Dünyada teknolojik imkanların bu kadar yaygınlaştığı bir zamanda kimin, hangi bölgede, hangi ürünü, ne kadar ekiyor olduğunu bilmek üretim ve pazarın doğru yönlendirilmesi kadar girdilerin etkin planlanması ve izlenebilirliği açısından önemlidir.

Aynı şekilde bugün dünya tarımında söz sahibi bir ülke olmamıza rağmen maalesef hâlâ birçok çiftçimiz ‘girdi' ile ‘verim ve kalite' arasında doğru bir ilişkinin olduğuna inanmakta ve aşırı ve kontrolsüz girdi kullanımına meyledebilmektedir.
Oysa haddinden fazla kullanılan suyun, gübrenin ve eşik (threshold) dediğimiz düzeye aldırış etmeden kullanılan ilaçların verime ve kaliteye faydasından çok zararı vardır.

Bu açıdan Bakanlıkça ‘Havza Bazlı Destekleme Modeline geçilmesi, tarımsal girdi (kaynak) israfının önlenmesi, üretimin artırılması, pazarlanmanın etkinleştirilmesi ve planlı tarımcılığa geçilmesi açısından oldukça isabetlidir.

Havza bazlı üretim modeli, çiftçilerin birbirleriyle klasik rekabete girişmelerinden çok sektörlerin gelişimi için gerekli ortak çalışmaların artırılması için de gereklidir.
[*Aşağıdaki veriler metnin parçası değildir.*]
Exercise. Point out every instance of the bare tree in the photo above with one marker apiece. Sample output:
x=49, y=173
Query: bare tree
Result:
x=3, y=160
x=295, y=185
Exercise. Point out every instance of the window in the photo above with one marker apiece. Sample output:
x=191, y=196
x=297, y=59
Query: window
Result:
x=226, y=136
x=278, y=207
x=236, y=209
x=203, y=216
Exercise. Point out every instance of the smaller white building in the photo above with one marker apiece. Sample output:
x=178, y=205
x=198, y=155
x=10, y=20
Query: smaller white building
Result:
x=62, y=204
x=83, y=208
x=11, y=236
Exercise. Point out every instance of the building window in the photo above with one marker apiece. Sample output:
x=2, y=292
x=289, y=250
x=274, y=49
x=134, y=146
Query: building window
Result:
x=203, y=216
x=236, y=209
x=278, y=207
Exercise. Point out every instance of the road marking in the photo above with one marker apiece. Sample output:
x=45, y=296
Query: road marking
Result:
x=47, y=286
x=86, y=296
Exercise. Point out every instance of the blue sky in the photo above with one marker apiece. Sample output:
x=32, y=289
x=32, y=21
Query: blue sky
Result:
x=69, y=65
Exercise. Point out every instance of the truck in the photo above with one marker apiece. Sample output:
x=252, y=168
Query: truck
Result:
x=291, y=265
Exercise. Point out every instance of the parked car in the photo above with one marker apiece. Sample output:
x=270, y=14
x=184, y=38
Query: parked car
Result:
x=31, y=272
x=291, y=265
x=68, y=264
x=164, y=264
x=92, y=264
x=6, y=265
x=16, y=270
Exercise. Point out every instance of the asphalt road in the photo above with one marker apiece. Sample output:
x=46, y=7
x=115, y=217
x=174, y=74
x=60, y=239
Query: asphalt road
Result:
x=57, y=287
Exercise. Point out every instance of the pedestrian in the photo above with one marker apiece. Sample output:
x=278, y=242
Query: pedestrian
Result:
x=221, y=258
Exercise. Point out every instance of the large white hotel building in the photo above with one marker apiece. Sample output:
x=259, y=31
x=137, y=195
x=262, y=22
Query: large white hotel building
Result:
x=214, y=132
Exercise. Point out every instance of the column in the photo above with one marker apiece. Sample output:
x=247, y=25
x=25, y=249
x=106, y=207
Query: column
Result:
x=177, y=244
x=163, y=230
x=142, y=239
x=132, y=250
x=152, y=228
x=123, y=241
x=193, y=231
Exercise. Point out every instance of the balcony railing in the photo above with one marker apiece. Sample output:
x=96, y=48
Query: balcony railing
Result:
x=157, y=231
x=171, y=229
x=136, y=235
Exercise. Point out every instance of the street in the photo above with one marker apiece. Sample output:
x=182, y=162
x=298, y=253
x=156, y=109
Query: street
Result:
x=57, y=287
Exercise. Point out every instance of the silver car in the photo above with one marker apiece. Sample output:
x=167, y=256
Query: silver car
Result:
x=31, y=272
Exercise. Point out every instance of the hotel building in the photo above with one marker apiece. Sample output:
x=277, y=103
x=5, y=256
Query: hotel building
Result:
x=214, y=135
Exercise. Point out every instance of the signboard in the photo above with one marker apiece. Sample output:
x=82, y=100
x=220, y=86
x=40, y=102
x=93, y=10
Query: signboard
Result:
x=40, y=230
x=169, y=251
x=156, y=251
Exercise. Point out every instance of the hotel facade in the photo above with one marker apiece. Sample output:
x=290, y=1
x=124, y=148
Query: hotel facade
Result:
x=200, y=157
Türkiye'de birçok alanda eksikliği görülen sektör içi ve sektör ilişkili alanlar arasında ‘ortak akıl' çalışmalarının yetersizliği milli tarım mantığına uygun değildir çünkü.

Ülke ve millet için birlikte düşünmenin, planlamanın, üretmenin ve kalkınmanın gerekliliğini öne çıkaran bir kavram olarak millilik, mutlaka sektör içindeki bütün paydaşların ortak anlayış ve üslubuna dönüşmelidir. Aksi halde başında ‘milli' de olsa bir başarıdan söz etmek asla mümkün olmayacaktır.